Il y avait salle comble pour la prestation du patio des auteures, une soirée à la hauteur de l’évènement. Sous le signe des chants d’Amélie Burtaire (textes de Céline Huet), des textes humoristiques (Huguette Payet, Monique Merabet) ou plus engagés comme le duo « Nous ne voulons pas être chocolat » de Monique Séverin et Maryvonne Finet, faisant référence à ce clown noir (chocolat) qui recevait coups de pieds et baffes. Des photos et œuvre sculptée, aussi.
Et puis ce manifeste d’Isabelle Hoarau-Joly sur les regards pesants et lourds de contresens que portent à la gent féminine, ceux de la gent masculine, mâles conquérants de paroles et de gestes. Un texte fort, direct. Qu’en ont-ils pensé derrière leurs sourires — un tantinet crispés, non ? — leurs ovations polies ? Combien se sont sentis visés ? Coupables ? Aucun commentaire masculin, pas plus qu’au texte de Monique d’ailleurs… Ils ont préféré me féliciter chaudement sur une pochade concernant les occupations ménagères. Mon balai humoristique leur a servi d’échappatoire… ça mange pas de pain.
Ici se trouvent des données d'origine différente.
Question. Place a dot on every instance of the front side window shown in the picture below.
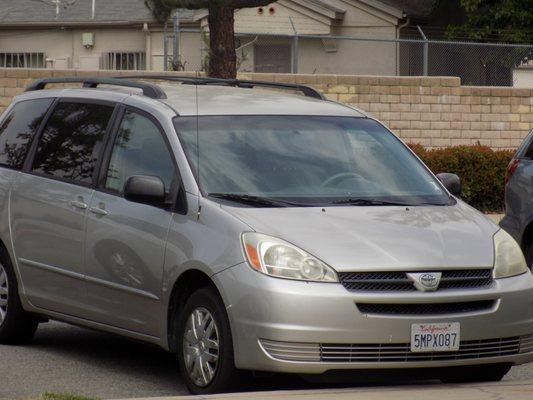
(18, 129)
(309, 160)
(72, 140)
(139, 149)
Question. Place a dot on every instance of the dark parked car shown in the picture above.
(518, 220)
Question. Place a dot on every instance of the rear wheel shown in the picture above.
(205, 347)
(476, 373)
(16, 325)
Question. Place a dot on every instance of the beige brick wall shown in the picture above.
(432, 111)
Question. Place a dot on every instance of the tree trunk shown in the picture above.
(222, 57)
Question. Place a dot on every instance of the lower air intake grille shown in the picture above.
(426, 308)
(379, 353)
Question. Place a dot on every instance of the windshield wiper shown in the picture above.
(255, 200)
(370, 202)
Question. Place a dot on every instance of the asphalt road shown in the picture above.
(66, 359)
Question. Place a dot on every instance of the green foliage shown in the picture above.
(481, 169)
(496, 20)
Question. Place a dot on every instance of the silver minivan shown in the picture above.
(248, 226)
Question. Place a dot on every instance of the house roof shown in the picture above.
(413, 8)
(18, 12)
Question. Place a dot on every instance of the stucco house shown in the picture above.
(122, 34)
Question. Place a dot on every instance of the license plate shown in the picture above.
(426, 338)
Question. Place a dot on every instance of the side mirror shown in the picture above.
(451, 182)
(145, 189)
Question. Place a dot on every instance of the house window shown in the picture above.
(121, 60)
(272, 58)
(22, 60)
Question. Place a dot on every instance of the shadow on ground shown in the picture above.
(65, 359)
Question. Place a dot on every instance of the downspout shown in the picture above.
(398, 31)
(148, 49)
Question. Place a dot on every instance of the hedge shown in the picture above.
(481, 169)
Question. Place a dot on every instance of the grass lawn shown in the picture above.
(62, 396)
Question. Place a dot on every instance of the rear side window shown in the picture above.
(72, 140)
(18, 129)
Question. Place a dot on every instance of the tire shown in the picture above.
(476, 373)
(213, 376)
(16, 325)
(529, 256)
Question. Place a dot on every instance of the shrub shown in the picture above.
(481, 169)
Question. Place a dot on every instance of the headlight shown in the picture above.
(508, 257)
(273, 256)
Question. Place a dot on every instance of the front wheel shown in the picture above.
(529, 256)
(205, 347)
(476, 373)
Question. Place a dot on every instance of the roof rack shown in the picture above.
(249, 84)
(149, 90)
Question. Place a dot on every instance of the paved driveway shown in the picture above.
(70, 359)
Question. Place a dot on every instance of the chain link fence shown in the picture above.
(479, 64)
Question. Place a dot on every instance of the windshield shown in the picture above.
(305, 160)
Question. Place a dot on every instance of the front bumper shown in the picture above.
(281, 312)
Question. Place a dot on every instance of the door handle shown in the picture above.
(79, 204)
(98, 211)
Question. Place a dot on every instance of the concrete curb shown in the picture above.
(519, 390)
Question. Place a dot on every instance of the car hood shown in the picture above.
(385, 237)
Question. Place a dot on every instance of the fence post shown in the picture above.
(165, 48)
(426, 51)
(176, 42)
(295, 48)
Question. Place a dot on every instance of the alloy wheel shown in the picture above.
(201, 347)
(4, 292)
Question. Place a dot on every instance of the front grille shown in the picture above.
(426, 308)
(398, 281)
(379, 353)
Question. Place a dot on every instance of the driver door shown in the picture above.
(125, 242)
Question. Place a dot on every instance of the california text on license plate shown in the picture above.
(435, 337)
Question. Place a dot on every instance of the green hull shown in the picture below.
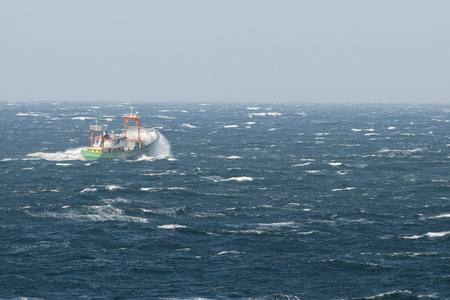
(89, 155)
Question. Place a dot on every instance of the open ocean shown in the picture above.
(234, 202)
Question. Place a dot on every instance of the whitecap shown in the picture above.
(171, 226)
(229, 252)
(273, 114)
(113, 187)
(277, 224)
(440, 216)
(69, 154)
(242, 178)
(29, 114)
(88, 190)
(302, 165)
(187, 125)
(165, 117)
(429, 234)
(83, 118)
(343, 189)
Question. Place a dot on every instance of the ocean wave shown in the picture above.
(171, 226)
(99, 213)
(83, 118)
(68, 155)
(429, 235)
(273, 114)
(344, 189)
(187, 125)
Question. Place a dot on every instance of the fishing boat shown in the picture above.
(133, 141)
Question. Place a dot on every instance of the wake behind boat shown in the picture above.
(132, 142)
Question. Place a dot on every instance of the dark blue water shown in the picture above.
(234, 202)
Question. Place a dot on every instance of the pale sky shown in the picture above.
(245, 50)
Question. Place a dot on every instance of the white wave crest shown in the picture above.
(68, 155)
(171, 226)
(242, 178)
(161, 148)
(429, 235)
(440, 216)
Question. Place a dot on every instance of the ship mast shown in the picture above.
(133, 117)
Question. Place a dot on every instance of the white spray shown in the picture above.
(161, 148)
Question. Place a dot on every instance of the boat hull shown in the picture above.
(90, 155)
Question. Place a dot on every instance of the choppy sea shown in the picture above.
(233, 202)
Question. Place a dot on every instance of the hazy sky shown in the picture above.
(259, 51)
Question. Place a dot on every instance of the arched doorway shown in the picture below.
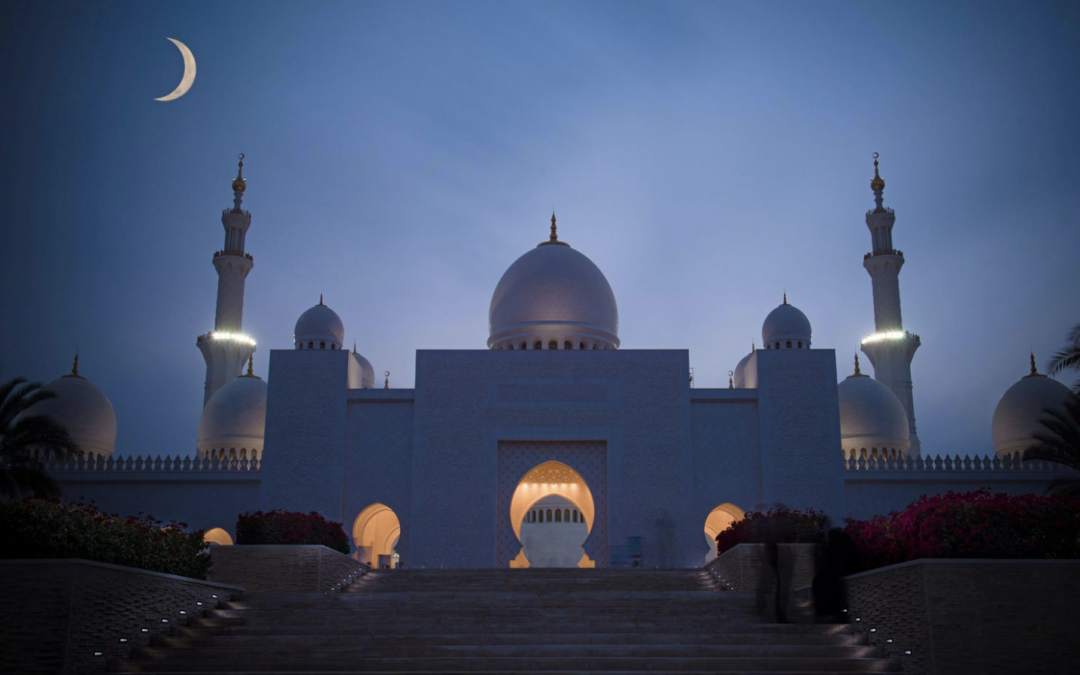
(718, 520)
(217, 537)
(375, 534)
(552, 512)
Mais j’affabule. Ils ne sont pas concernés, bien sûr, eux qui se montrent toujours si galants, si compréhensifs, si indulgents à nos poussées de fièvres révoltées (bah ! Les hormones féminines…). Et pourtant… tel Sire rond-de-jambe n’hésite pas à présenter une collaboratrice (lui directeur, elle secrétaire) : « c’est grâce à moi qu’elle occupe son poste » Ah ! cette main sur l’épaule ! Toush pa moin siouplé !
Oui, Isabelle, tu as eu raison d’écrire et de dire — avec tant d’émotion que ta voix en tremblait — ces paroles arrachées à nos ras-le-bol, à nos écœurements, à nos intimités toujours bafouées, violentées de mots. Tu as eu raison de leur clamer que nous ne sommes ni bijoux, ni joujoux, ni petits choux… que c’est outrager nos sensibilités, nos désirs d’êtres libres… que c’est dresser des barrières à notre accomplissement.
Texte salutaire, Isabelle. Merci. Puisse-t-il bannir des propos de nos frères en humanité — la lang na poin lo zo — ces mots qui blessent, ces mots qui rabaissent, ces mots qui déconstruisent et qui tuent.
Ce serait si rassurant de terminer sur ces pensées espérantes et positives. Hélas ! Cette petite fille agressée, sévicée… un voisin, au bas de son immeuble… Et ce titre qui me révulse, à la Une d’un journal : VIOLÉE ! Mais comment pouvez-vous tracer ces lettres infâmes, marquant une petite victime de cinq ans ! Dieu que ce mot fait mal à entendre, dans son abjecte suggestivité ! Le même journal n’hésite pas, d’ailleurs, à montrer cette tête de chien torturé.
Ô peuple voyeur de sang qui coule, friand de détails d’horreur, le malheur des uns… !
La fête a souvent un goût de cendre.